Here Sampo Karjalainen’s manuscript comes to an end. The notebook itself has several more pages, with various telephone numbers, addresses and the names of some places in Southern Karelia. Folded into the notebook I also found a plan of the City of Helsinki, torn out from a telephone directory, and a few tram tickets. Between the last page and the cover is a pressed leaf, probably from a service tree, which has left a green mark on the paper. Ilma Koivisto claims that it is a leaf from the tree of happy memories. The cover bears the initials S.K., in Indian ink, similar to those embroidered on the handkerchief which was found together with the manuscript. War Office file n. 37895 tells us that private Sampo Karjalainen, who enlisted as a volunteer on 24 June 1944 and was assigned to the third division of the frontier guards, fell in the battle of Ihantala, but there is no mention of where he is buried.

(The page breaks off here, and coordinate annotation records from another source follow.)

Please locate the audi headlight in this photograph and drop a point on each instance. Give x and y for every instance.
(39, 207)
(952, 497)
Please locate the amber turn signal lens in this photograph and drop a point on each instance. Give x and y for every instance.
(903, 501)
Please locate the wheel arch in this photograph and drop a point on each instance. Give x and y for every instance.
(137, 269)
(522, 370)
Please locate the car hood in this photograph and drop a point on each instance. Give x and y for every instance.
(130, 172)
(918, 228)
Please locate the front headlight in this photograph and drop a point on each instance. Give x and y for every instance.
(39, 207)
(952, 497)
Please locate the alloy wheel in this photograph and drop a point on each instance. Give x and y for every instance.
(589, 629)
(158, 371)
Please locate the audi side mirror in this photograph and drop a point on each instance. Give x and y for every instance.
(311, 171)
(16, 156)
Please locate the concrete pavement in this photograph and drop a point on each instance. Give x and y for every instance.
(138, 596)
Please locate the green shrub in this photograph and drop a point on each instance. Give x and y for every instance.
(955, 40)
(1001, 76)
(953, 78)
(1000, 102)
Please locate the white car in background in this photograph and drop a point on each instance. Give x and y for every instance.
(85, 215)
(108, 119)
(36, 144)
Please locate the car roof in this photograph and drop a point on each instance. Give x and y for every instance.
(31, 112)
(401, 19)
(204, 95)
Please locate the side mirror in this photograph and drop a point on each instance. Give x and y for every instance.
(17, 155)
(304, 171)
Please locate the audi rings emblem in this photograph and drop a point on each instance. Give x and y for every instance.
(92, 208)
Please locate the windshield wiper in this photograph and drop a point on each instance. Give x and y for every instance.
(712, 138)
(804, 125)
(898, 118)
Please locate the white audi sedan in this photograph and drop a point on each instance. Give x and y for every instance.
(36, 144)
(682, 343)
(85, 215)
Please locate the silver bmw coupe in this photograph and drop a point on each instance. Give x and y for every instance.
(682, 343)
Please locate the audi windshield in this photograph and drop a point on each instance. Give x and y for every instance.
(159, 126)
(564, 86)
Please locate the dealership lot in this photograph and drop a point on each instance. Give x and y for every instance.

Perhaps he lies not far from his only friend, the Pastor Olof Koskela, in some mass grave beside the road to Mustamäki. Perhaps he was crushed beneath the tracks of a tank, and nothing of his body now remains. No one knows how the author of this manuscript met his death — this man whom I decided should be called Sampo Karjalainen. I, today, know who Sampo Karjalainen really was; that is why I have come to Helsinki to look for him: to make up for my wretched mistake, to give him back, if not his memory, at least his true identity and a place to which he can return. But the war carried me far away from him, prevented me from reaching him in time. Only today have I been able to accomplish my mission, and now it is too late.

Epilogue

While we were still anchored off Trieste, a few days after the departure of the convoy which took Sampo Karjalainen towards his death, Doctor Friedrich Reiner came in person to call on me on board the Tübingen. It was the evening before we set sail for North Africa. The sailors were making the final adjustments by the light of the ship’s lanterns. A strong bora was blowing, hurling itself upon the ship with all its force; the autumn sky was filling up with clouds, glowing pink in the light of the setting sun. I was lying low in my study when the watch officer informed me of the doctor’s arrival. The gust of wind that entered the room with him was as chilling as the news that he brought with him. He placed a package on the table — it was tied up with shoe laces, and wrapped up in a blue-striped pocket handkerchief with the initials S.K. embroidered on the edge — then proceeded to undo it with a solemn air. It contained a military identification tag engraved with the name Stefan Klein and the number 97840028, an empty wallet, an Italian railway ticket and a piece of crumpled paper, folded into four. On inspection, this turned out to be a document issued by the Italian navy, granting a fortnight’s special leave, starting from 7 September 1943, to the soldier Massimiliano Brodar, born in Trieste on 6 December 1916 and resident in Via San Nicolo 10. Noting my bewildered expression, Doctor Reiner unbuttoned his greatcoat and began to explain.